Reassessment – Escaped turnover – Assessment year 2004-05 – Fast track assessment notice served in view of escaped turnover on 20/11/2019 – Demand raised – Writ filed – Held nothing on record to show material forming opinion to undertake fast track assessment in respect of escaped turnover as required u/s 17D of the KGST Act, 1963- In absence of statutory period given in S.17D, assessment cannot be taken after 14 yrs – S. 19 regarding escaped turnover to be referred in such case – Therefore, assessment to be done within five years from the expiry of the year to which tax relates – As per amendment in S.17, assessment for year 2004-05 to be completed before March 31, 2011 – Writ allowed setting aside demand notice and assessment order

The petitioner filed returns for the year 2004-05 thereby paying tax and migrated to the GST regime in year 2017. A notice dated 20/11/2019 was served for reassessment of proceedings by fast track assessment u/s 17D of KGST Act, 1963 in view of escaped assessment. The assessment order was passed on 14/12/19 demanding interest and penalty. On filing of writ

It Is held that u/s 19 of the Act; the Assessing Authority may at any time within five years from the expiry of the year to which the tax relates, proceed to determine the best of its judgment in respect of escaped turnover.
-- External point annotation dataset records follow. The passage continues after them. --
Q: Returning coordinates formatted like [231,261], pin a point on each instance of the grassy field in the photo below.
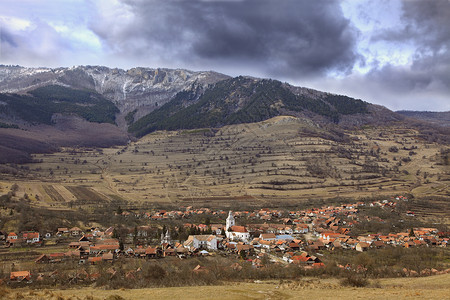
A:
[282,160]
[434,287]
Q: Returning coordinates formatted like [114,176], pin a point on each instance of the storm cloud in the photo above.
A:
[389,52]
[289,38]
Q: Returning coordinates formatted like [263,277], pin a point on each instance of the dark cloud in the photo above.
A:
[7,38]
[290,37]
[426,27]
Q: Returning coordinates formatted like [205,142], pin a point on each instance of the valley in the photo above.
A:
[283,160]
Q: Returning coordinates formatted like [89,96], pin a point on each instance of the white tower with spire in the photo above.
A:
[230,221]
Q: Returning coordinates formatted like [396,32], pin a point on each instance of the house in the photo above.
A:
[362,246]
[20,276]
[152,252]
[108,256]
[11,236]
[94,260]
[201,242]
[267,236]
[61,231]
[233,232]
[75,231]
[43,259]
[31,237]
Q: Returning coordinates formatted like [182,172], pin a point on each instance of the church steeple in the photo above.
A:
[230,221]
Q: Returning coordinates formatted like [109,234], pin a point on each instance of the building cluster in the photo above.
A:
[286,237]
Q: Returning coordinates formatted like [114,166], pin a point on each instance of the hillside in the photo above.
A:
[243,100]
[280,161]
[437,118]
[137,89]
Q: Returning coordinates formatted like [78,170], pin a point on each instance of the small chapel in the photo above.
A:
[234,232]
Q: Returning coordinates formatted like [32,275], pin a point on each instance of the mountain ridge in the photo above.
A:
[108,102]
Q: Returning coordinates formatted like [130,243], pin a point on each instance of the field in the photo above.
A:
[284,160]
[433,287]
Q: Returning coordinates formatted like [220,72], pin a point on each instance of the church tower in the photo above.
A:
[230,221]
[166,239]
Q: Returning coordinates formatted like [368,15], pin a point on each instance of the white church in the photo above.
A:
[235,233]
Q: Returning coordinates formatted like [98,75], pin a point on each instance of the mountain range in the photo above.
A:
[42,109]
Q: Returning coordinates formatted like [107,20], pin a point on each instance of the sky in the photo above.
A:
[389,52]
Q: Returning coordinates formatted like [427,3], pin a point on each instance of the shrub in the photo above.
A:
[354,280]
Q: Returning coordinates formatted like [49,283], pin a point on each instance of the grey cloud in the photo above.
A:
[40,45]
[426,25]
[290,38]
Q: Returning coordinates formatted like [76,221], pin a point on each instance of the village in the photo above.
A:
[256,238]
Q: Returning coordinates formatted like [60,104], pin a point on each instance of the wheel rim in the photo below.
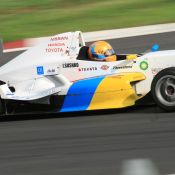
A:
[165,90]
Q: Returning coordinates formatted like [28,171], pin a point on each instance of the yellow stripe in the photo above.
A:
[115,92]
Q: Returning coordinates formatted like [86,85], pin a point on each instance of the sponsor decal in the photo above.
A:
[70,65]
[55,44]
[84,69]
[54,50]
[40,70]
[156,71]
[143,65]
[59,38]
[122,67]
[51,71]
[104,67]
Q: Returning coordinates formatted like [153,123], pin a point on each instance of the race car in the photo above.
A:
[57,76]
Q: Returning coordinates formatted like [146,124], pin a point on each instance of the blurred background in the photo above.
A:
[33,18]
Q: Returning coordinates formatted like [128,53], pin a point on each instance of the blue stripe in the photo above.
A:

As per amendment in section 17, the assessment relating to year upto and including 2004-05 running as on 31st march 2010 was to be completed on or before march 31st, 2011.

There is no material on record as per the provision of section 17D to form an opinion to undertake fast track assessment with respect to escaped turnover. In absence of statutory period in section 17D, the assessment for escaped turnover cannot be taken 14 yrs later. The reasonable period can be extended upto the period referred to in other provision regarding escaped assessment u/s 19. Hence the demand notice and assessment order are quashed and writ is allowed.